Welche Ressourcen nutzt du in Krisensituationen?
Auch da zu allererst meine Therapiestunden. Ich rede darüber. Wenn ich aber alleine zu Hause bin z.B. versuche ich tief durchzuatmen. Mich auf die Atmung zu konzentrieren. Meditiere. Höre Musik. Weine. Das musste ich auch erst lernen mit 28. Weinen ist ok. Weinen tut so gut. Weinen lässt Druck ab. Ich habe früher nie geweint. Weinen bedeutete Schwäche. Schwäche macht angreifbar. Ich musste auf der Hut bleiben. Meine Kindheit war von Unsicherheit geprägt. Da hatte Schwäche keinen Platz. Heute weiß ich: natürlich dachte dies die kleine Jule. Aber weinen ist super. Das weiß ich heute.
Was möchtest du anderen Betroffenen mit auf den Weg geben?
Nehmt euch so viel Zeit, wie ihr braucht, um euch bewusst zu machen: „Ich kann nicht mehr, ich brauche Hilfe.“ Sucht euch Hilfe. Schämt euch nicht. Denkt immer daran: anderen geht es genauso. Ihr seid nicht allein. Euch wird geholfen. Es dauert. Lasst euch Zeit und überfordert euch nicht. Gebt Acht aufeinander. Helft euch.
Was möchtest du anderen Angehörigen mit auf den Weg geben? Wie können sie dir (einerseits) und sich selbst (andererseits) am besten helfen?

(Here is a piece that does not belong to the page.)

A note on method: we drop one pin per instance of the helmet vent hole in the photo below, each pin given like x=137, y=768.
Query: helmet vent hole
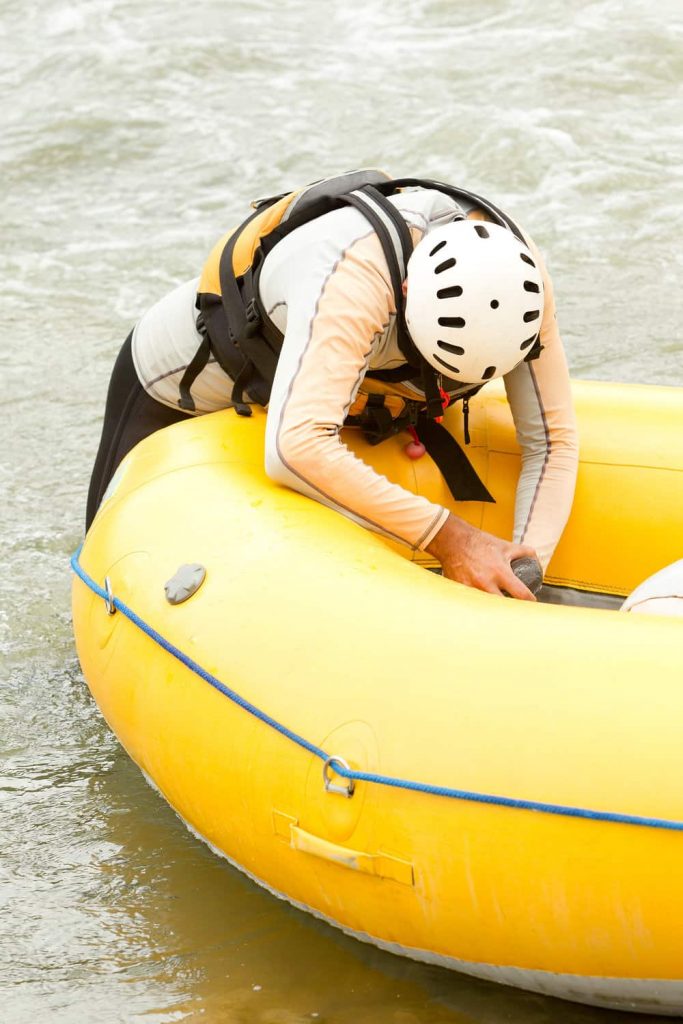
x=449, y=366
x=436, y=248
x=447, y=347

Schaut hin. Geht bewusst durch die Welt. Man merkt, wenn jemand Hilfe braucht. Man merkt es. Wenn man nur richtig hinsieht. Seid für die- oder denjenigen da. Auch, wenn sie oder er euch 10x sagt, es gehe gut. Akzeptiert das. Fragt trotzdem immer wieder aufs Neue: Wie geht es dir? Lasst ihnen Zeit, sich zu öffnen. Jeder muss das für sich selbst erkennen dürfen. Seid aber für sie da und bietet Hilfe an.

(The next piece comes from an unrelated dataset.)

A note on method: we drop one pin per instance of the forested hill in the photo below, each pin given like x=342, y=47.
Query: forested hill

Was macht deinen Charakter aus und welche Eigenschaft schätzt du an dir am meisten?
Mein Charakter zeichnet sich durch Mut aus, Mut, den ich erst entwickelt habe, denn früher war ich sehr schüchtern und überhaupt nicht mutig. Ich schätze an mir meine Geduld mit anderen. Mit mir bin ich nicht sehr geduldig, aber mit anderen. Außerdem tue ich viel dafür, dass Menschen sich in meiner Nähe wohl fühlen, dass sie einfach sie selbst sein können. Ich höre gerne zu. Bin gerne für andere da und habe sehr viel Verständnis.